In Figure 25, it is shown that under the initial conditions, shock waves are primarily confined to the first two channels. As the flow rate increases, shock waves become evident in all working channels, as demonstrated in Figure 26 and Figure 27. This progression illustrates how higher flow rates lead to the development of shock waves across the entire range of channels.

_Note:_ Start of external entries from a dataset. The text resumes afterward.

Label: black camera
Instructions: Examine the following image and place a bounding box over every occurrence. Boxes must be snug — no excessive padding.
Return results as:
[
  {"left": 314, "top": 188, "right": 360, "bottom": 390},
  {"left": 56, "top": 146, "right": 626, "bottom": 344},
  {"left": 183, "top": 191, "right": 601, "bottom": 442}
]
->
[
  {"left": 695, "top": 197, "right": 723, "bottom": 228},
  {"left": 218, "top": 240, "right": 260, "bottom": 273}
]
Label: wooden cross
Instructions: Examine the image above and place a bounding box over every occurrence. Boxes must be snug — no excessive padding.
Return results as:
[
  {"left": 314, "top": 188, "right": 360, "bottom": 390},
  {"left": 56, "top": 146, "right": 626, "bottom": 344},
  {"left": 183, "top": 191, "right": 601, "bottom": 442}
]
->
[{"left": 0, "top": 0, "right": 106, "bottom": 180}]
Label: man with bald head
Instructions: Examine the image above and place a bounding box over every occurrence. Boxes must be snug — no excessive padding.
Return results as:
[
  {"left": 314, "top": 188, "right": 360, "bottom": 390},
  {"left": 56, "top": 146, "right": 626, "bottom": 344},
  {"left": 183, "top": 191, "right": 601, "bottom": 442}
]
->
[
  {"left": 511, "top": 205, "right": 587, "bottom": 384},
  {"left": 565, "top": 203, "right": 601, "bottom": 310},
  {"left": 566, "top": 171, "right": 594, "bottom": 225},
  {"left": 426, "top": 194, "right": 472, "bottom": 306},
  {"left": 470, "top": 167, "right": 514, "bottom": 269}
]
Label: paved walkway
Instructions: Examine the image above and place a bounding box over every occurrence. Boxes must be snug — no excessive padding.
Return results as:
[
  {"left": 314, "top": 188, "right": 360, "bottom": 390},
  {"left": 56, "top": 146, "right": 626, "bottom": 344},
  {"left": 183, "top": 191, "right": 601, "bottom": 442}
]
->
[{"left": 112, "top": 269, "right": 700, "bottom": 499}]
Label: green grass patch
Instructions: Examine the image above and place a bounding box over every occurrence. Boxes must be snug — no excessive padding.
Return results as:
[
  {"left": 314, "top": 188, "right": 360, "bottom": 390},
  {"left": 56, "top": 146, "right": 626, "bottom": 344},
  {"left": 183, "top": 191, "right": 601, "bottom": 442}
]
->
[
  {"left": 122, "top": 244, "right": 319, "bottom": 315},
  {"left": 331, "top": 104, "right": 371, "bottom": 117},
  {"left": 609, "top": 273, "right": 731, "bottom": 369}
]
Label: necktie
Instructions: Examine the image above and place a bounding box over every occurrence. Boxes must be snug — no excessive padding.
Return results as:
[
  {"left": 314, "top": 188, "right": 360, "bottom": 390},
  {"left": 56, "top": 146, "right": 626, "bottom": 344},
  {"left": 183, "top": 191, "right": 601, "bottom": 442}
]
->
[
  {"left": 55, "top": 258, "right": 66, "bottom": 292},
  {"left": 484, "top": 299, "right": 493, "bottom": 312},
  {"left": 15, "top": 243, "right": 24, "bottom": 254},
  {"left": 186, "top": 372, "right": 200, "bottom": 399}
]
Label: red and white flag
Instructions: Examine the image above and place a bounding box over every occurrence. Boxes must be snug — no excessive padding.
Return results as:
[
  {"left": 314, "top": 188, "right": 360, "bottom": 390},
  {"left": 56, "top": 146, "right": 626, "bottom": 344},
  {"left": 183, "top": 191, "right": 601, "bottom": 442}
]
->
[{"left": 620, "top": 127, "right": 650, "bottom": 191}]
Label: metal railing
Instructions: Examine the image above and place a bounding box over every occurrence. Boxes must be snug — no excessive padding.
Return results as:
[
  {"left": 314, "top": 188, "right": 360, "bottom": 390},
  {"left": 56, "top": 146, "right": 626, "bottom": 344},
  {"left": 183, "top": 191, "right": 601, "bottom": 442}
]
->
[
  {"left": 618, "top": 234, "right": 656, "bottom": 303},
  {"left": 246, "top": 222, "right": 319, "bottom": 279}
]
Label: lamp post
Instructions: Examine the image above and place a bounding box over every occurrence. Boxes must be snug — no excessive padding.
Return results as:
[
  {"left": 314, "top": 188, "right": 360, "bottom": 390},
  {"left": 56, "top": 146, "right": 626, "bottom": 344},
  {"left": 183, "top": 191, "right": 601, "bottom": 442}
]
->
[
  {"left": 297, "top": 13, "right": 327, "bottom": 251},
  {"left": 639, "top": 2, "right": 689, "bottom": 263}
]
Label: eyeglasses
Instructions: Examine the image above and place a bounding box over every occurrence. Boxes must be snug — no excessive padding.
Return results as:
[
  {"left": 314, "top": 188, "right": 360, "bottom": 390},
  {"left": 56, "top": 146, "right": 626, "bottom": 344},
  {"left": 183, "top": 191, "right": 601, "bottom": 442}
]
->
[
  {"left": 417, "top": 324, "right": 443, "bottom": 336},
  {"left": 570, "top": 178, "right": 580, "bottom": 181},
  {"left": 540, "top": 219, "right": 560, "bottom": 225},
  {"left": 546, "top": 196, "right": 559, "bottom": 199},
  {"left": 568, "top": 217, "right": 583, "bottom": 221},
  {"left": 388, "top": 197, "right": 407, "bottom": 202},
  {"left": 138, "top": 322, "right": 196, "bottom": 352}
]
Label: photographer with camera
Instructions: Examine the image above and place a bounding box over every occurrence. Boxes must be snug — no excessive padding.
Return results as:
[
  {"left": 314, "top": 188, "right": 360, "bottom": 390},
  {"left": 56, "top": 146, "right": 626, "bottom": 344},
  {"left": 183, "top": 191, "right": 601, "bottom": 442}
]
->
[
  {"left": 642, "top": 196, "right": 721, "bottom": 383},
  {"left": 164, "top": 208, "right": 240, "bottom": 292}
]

The introduction of vanes with porous walls allows for the observation of several effects related to shock wave behavior. Specifically, these vanes reduce the intensity of the shock waves and facilitate their dissipation. Additionally, the use of porous walls leads to the formation of lambda-type shock waves where normal shock waves were previously observed. This change results from the altered boundary conditions and flow characteristics introduced by the porosity. For a detailed description of the behavior of airfoils with porous walls, one may consider reading [50].

4. Conclusions

This study provides significant insights into the shock wave behavior within a transonic linear cascade, emphasizing the impact of the operating conditions and the critical role of precise blade manufacturing. Several innovative features were integrated into the current rig, covering the full process from fabrication to final assembly:

• Blade manufacturing—The blades were produced using a combination of additive manufacturing, electroerosion, and CNC milling, with each method compensating for the limitations of the others. The size, number, placement, and orientation of the holes required for each blade would have been prohibitively expensive using traditional drilling methods. Furthermore, the material, a nickel-based superalloy (Inconel), posed challenges due to its hardness, which would have significantly increased the cost of drilling and milling. Choosing this material enhances the relevance of the design for the aviation industry, as Inconel is commonly used in turbine blades. Blade alignment within the blade row was achieved using two Teflon bolts, which gently pressed the blades against the quartz window, reducing vibration. A control curve etched into the periphery of the window provided a means of visually monitoring the blade alignment while also functioning as a miniature plenum chamber, aiding the air seal between the two parts;
• Test rig design and fabrication—The rig posed several engineering challenges, such as ensuring that the blades are both removable and air-tight, while consistently placed in the same position. Furthermore, blade mounting was constrained to the perimeter to avoid obstructing visualization. To ensure air tightness, the contact surfaces were machined with high precision and aligned in the same plane. Additionally, the top visualization window was allowed some spanwise play to ensure contact with the blade tips;
• While the numerical simulations using Ansys CFX with an implicit pressure-based solver and high-order numerical schemes provided a broadly accurate representation of the shock wave characteristics, there were some limitations. The simulations captured the macrolevel shock wave positions and intensities effectively but missed some finer flow structures observed in the experimental data. This indicates the need for the further refinement of the numerical models to fully capture all the detailed flow phenomena;
• The shock wave intensity and position are highly sensitive to changes in the inlet pressure. Higher inlet pressures result in stronger and more extensive shock waves across the cascade channels. Specifically, relative inlet pressures of 0.7-bar gauge, 0.8-bar gauge, and 0.9-bar gauge at an inlet temperature of 21 °C demonstrated varying shock wave characteristics, with the most pronounced effects observed at the highest pressure.

These insights are essential for the design and optimization of aerodynamic components in turbomachinery applications.